Oft ist das Arbeiten an Übersetzungen weniger durch ein Ermatten eigenschöpferischer Kräfte bestimmt als durch äußeren Zwang. Das scheint bei Boris Pasternak so gewesen zu sein.

Pasternak ist zweifellos eine starke Persönlichkeit. Also muß er in einer Gesellschaft, in der der Schema-Mensch bevorzugt wird, in einen "prästabilierten" Dauerzustand der Konfliktmöglichkeiten geraten. Ein solcher Zustand kann für einen Autor vom Range Pasternaks bedrohlich sein, weil er die Gefahr eines erzwungenen und radikalen Sprachwechsels bedeutete: von der Höhe seiner ausdrucksstarken individuellen Sprache hinunter in die Niederungen der sprachgeregelten Schablone.

Man hat Pasternak einen Romantiker genannt; dagegen spricht jedoch sein Bestreben, sich der Zeit und der Gesellschaft zu stellen. Zum Beispiel hat er in dem 1943 erschienenen Gedichtband "In Frühzügen" (Na rannich poesdach) auch patriotische Kriegsgedichte geschrieben. Daß von dem, was um ihn herum in der Luft liegt, manches auch in die Datscha Pasternaks eindringt und sich in dichten Schwaden über dem Schreibtisch ausbreitet – nicht dem unverdrossenen und unbeugsamen Schiwago-Autor darf man das zum Vorwurf machen.

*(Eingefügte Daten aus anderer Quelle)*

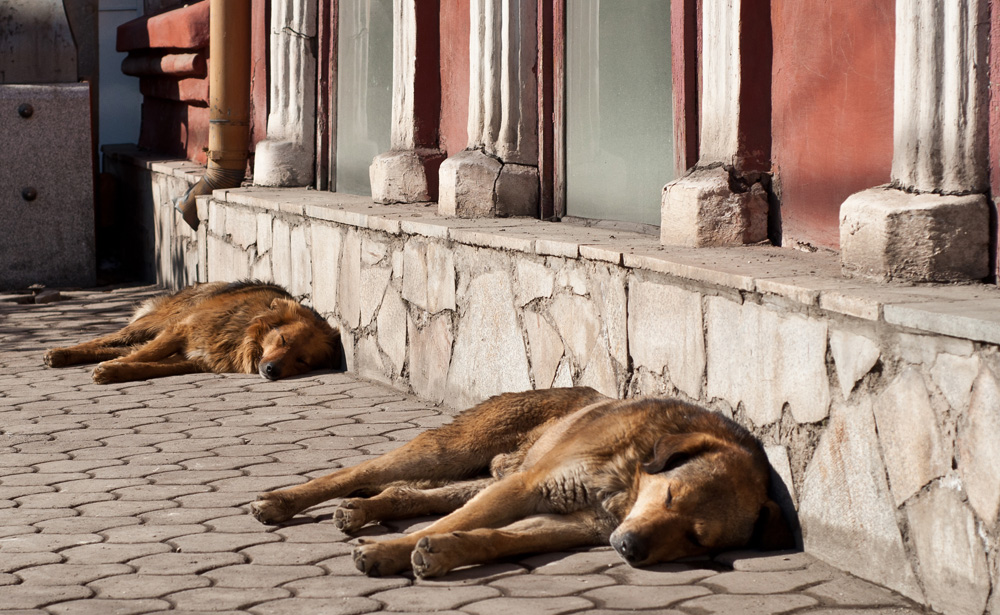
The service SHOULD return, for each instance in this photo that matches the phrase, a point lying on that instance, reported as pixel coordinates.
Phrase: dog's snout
(631, 547)
(270, 370)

Von da her scheint sich die auffällig umfangreiche Übersetzungstätigkeit Pasternaks erklären zu lassen. Allerdings sollte man auch wissen und gegen allzu wirklichkeitsfremde Betrachtungen ausspielen: Übersetzungsarbeiten wurden in der UdSSR sehr gut und werden dort noch heute gut bezahlt. Sie können die Lebensgrundlage eines Autors sichern.

Pasternak, der in Marburg, der Hochburg des Neukantianismus, Philosophie studiert hatte, übersetzte Goethe, Kleist und Shakespeare. Von Goethe liegt der gesamte "Faust" vor, der Tragödie erster und zweiter Teil, einschließlich Zueignung, Vorspiel auf dem Theater, Prolog im Himmel.

Zunächst: Goethe – Übersetzungen haben in Rußland eine lange Tradition. Zu den frühesten Übersetzungen gehört die herrlichste, der Wurf eines Genies: "Über allen Gipfeln ist Ruh" in der Übersetzung von Lermontow. Auch der Faust ist schon oft übersetzt worden, zum Beispiel von Shukowskij, Gribojedow, Tjutchew, A.K.Tolstoj, Huber, Fet, Brjussow.